Dick and Jane.
Has someone ever told you the same story more than once? Probably. And when this happens we pretend we never heard it and fake the same reaction to spare their embarrassment, or we politely say, 'oh yeah you told me this.' Rarely to people keep telling the SAME FUCKING STORY over and over and over and over unless they have dementia, or short term memory loss. Dick and Jane do not have either of these. And yet, they are comfortable with having the same conversation over and over again. I stopped listening, mostly. I started to pretend I wasn't listening, but unfortunately still heard everything they were saying.
Example: Dick and Jane went to a deli about a week ago. Every day since they have talked non stop about this deli. It has sandwiches and soups and 25 different kinds of tea! Shocking. Oh and it's cheap. Did I mention it had sandwiches? And it has eggs. And 25 different kinds of tea! They told us over and over and over and over that we had to go there. That we would love it. Finally to get Dick to shut the fuck up about this deli, I told him I didn't like deli food or eggs. Guess what? It didn't work. He just continued to talk about the deli, and then would add 'except you don't like sandwiches and eggs because you're weird and you probably wouldn't like it there...oh wait do you like dessert?' Oh god. Here we go. I told Shawn I wanted to burn the deli down. Honestly, I'd almost rather spend my life in prison then hear anymore about The Deli.
The Heater is Killing Your Kidneys
Another story Dick and Jane like to tell over and over? The heater has been dehydrating them, inside and out. And that they are cold at night. But they never combine these stories together because they use the same reasoning for both but in different ways.
Example: We were all talking about how cold it is at night. I said "Our room is freezing at night, and it makes sense because heat rises, so it's all on the second floor." Their response, "no it really doesn't because our room is freezing at night too." So they complain that we should stop turning the heater down. BUT then this conversations starts not long after: "Man I've been so dehydrated, have you?" Says Jane. "Nope not really," says I. Their response, "Oh well we're obviously more dehydrated because all the heat rises to the second floor." The response I wish I said, "No, you're more dehydrated because you both drink a grip of vodka and no water before bed. You smoke a pack of cigs at night, and you both sleep with your mouths open.

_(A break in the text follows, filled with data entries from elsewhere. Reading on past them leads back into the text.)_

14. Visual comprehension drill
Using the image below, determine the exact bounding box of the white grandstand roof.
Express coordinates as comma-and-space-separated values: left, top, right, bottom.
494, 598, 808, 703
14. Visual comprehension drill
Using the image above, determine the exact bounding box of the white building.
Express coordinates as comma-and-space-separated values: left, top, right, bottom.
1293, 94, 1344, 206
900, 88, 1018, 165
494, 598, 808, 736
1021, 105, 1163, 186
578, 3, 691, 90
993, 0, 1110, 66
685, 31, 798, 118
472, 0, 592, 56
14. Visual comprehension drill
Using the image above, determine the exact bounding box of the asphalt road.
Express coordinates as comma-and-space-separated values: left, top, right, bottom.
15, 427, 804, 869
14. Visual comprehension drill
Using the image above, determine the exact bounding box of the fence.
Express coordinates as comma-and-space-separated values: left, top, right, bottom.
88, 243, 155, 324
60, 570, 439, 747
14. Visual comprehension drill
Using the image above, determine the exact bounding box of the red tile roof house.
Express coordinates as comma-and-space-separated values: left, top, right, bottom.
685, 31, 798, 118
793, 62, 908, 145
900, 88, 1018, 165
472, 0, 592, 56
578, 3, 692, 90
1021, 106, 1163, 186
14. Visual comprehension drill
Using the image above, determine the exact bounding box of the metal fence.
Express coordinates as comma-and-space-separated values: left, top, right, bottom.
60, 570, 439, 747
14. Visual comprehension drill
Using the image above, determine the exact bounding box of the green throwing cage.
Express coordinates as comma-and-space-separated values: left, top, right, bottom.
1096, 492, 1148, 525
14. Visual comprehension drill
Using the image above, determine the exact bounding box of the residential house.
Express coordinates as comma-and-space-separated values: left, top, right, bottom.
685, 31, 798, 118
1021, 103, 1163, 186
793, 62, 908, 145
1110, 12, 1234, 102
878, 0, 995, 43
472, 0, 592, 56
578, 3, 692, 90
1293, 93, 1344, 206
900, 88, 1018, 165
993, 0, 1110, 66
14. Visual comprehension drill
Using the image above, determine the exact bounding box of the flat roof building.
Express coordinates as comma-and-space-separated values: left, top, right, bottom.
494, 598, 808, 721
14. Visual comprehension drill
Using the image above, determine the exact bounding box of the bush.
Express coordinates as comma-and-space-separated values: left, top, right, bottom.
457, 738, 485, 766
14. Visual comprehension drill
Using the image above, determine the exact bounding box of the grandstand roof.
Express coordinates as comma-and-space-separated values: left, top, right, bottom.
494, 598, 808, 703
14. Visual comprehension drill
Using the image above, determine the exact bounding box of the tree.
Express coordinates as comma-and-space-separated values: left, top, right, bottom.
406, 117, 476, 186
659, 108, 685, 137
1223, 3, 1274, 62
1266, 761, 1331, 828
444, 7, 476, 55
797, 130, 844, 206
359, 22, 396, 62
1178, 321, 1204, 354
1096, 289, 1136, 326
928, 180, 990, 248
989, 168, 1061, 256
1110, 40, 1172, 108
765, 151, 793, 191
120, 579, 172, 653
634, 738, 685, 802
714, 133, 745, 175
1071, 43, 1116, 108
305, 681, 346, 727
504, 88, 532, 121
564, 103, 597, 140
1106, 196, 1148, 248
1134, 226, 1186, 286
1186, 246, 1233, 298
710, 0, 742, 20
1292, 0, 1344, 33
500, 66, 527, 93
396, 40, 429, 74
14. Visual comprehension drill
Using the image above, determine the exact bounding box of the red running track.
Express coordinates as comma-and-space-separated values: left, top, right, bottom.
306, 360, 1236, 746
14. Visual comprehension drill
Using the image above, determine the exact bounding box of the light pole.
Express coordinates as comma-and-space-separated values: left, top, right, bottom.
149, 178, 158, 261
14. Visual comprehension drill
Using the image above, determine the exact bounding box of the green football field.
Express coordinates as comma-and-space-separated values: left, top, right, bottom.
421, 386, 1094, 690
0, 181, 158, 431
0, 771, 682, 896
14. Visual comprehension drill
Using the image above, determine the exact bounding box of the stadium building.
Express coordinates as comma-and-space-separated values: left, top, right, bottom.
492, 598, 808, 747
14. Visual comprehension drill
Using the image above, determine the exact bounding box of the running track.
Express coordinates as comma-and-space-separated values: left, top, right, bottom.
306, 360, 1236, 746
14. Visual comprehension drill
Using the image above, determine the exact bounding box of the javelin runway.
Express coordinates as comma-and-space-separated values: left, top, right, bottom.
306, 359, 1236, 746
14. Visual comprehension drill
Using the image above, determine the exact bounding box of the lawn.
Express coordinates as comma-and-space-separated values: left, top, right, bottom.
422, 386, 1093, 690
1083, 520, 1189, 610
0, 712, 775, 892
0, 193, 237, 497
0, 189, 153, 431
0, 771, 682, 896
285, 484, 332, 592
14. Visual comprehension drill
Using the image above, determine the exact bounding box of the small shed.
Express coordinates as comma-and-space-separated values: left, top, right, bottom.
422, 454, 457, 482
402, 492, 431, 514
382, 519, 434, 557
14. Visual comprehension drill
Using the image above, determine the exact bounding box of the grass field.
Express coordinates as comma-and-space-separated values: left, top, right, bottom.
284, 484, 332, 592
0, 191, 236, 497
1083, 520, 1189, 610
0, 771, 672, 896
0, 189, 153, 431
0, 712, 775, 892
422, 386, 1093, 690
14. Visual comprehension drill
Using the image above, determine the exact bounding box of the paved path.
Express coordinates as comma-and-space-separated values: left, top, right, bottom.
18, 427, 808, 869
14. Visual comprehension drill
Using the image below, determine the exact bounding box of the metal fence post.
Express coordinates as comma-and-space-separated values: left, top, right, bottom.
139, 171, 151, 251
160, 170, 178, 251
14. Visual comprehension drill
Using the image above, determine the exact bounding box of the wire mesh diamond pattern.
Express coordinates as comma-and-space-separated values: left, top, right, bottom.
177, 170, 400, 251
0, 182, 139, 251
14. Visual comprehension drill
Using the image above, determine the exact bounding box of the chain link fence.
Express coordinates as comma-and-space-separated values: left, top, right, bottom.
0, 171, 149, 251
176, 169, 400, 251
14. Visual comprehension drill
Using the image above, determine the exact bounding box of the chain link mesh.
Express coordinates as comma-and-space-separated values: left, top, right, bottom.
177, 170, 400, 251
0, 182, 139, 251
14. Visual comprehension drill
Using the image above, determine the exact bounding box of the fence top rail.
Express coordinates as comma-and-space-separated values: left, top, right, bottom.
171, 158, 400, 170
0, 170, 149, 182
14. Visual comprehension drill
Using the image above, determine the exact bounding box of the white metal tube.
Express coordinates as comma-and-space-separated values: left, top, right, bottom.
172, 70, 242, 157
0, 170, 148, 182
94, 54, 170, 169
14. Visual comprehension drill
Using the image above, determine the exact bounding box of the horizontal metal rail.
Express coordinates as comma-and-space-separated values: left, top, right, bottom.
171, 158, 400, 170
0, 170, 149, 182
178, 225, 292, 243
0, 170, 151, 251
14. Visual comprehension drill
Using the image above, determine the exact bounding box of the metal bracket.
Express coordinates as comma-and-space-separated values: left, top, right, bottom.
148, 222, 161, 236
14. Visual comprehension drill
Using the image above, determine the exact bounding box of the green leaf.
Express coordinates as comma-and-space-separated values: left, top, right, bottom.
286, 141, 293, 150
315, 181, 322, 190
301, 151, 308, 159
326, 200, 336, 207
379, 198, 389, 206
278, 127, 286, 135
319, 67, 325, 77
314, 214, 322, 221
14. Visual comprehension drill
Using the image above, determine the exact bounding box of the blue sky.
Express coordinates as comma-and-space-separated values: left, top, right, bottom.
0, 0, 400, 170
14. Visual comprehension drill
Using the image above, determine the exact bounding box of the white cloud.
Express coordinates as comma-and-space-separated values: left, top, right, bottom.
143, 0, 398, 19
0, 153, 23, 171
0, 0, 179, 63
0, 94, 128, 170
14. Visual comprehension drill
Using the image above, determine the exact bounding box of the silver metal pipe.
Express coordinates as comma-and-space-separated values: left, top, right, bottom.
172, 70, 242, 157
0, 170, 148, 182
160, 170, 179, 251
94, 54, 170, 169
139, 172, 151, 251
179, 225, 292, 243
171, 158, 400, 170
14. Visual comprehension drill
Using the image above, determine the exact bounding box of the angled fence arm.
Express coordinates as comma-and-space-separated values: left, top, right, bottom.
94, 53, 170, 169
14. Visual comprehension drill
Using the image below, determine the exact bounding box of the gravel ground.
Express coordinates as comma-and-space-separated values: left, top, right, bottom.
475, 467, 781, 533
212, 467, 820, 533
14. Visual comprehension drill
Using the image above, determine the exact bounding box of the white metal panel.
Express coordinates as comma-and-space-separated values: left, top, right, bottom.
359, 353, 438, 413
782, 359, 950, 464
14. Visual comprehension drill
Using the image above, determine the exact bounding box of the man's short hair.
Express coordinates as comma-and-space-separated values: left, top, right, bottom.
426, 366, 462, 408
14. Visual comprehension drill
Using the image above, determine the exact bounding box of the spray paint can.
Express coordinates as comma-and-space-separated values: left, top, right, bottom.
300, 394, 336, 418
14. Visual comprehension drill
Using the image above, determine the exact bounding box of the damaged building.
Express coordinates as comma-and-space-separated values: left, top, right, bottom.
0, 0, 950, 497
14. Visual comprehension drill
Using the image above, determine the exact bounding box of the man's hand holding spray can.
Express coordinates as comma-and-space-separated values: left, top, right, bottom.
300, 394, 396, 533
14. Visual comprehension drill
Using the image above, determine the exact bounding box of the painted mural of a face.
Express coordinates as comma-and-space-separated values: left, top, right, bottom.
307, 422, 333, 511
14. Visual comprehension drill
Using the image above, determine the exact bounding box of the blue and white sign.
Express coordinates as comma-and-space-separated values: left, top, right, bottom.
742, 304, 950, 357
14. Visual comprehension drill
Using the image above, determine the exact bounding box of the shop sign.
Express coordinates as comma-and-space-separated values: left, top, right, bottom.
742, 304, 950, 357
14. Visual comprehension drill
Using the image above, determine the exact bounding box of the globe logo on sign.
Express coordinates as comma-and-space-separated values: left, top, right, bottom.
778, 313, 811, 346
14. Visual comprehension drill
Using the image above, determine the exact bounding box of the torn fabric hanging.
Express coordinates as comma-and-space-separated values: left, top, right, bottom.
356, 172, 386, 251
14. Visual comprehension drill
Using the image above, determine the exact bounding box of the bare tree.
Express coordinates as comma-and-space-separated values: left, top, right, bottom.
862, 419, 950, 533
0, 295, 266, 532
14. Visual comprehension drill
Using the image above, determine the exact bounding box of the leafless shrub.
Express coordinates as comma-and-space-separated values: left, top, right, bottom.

It's not rocket science, and it's no mystery."
I will admit my lips are more chapped and it is because of the constant dry air from the heater, but it's not affecting my kidney function in anyway.
The Never Ending Bowl of Mess
My last annoyance of the day. I'm not going to sit here and say that I am a neat freak, because I am not. In fact I tend to be a bit slobbish at times. But even I have my limits of filth. Dick and Jane don't seem to have these same limits. Which I guess, to each his/her own, which is fine when you live alone, but they don't. And not only do they not give two shits about cleaning, they are not in the least bit grateful.
Example: Shawn and I cleaned all weekend while they were out of town. They both come home and Dick goes to sleep right away. Jane hangs out for awhile and doesn't seem to have anything negative to say. Until this comes out, "Hey I know you guys worked really hard to clean and whatnot, but next time, don't touch my stuff." She was referring to the 'sewing room' which is supposed to be the 'girls room.' And all we did was place a small T.V. that was on the floor on her sewing table so we could sweep and mop. Then she followed her bitchy remark with, "I don't give a fuck if that room is dirty, just DONT TOUCH MY STUFF." So really when she said the room was for the girls she meant just herself, and when she told me that I could use her sewing machine she really meant, don't touch her fucking stuff. Awesome.
The thing that bugs me most about this household is that the rules aren't brought up to us until we break them. We are constantly being set up to fail. It's a chaotic disaster and I'm sick of worrying what they are going to disapprove of this time. I feel like I am constantly walking on eggshells. There is no bloody room in the fridge or pantry but if we move anything to fit our things, they have a fit because they cant find what's there's even though they didn't seem to need it for weeks until we moved it. They never do the dishes and the day after they got home the house was somehow a mess again. The once clean toilet seat had piddle stains again. The once cleared out sink was full of dishes. The once clutter free coffee table was buried again. And the thing that bugs me the most is they don't even care.
I wonder if they'll care once we leave.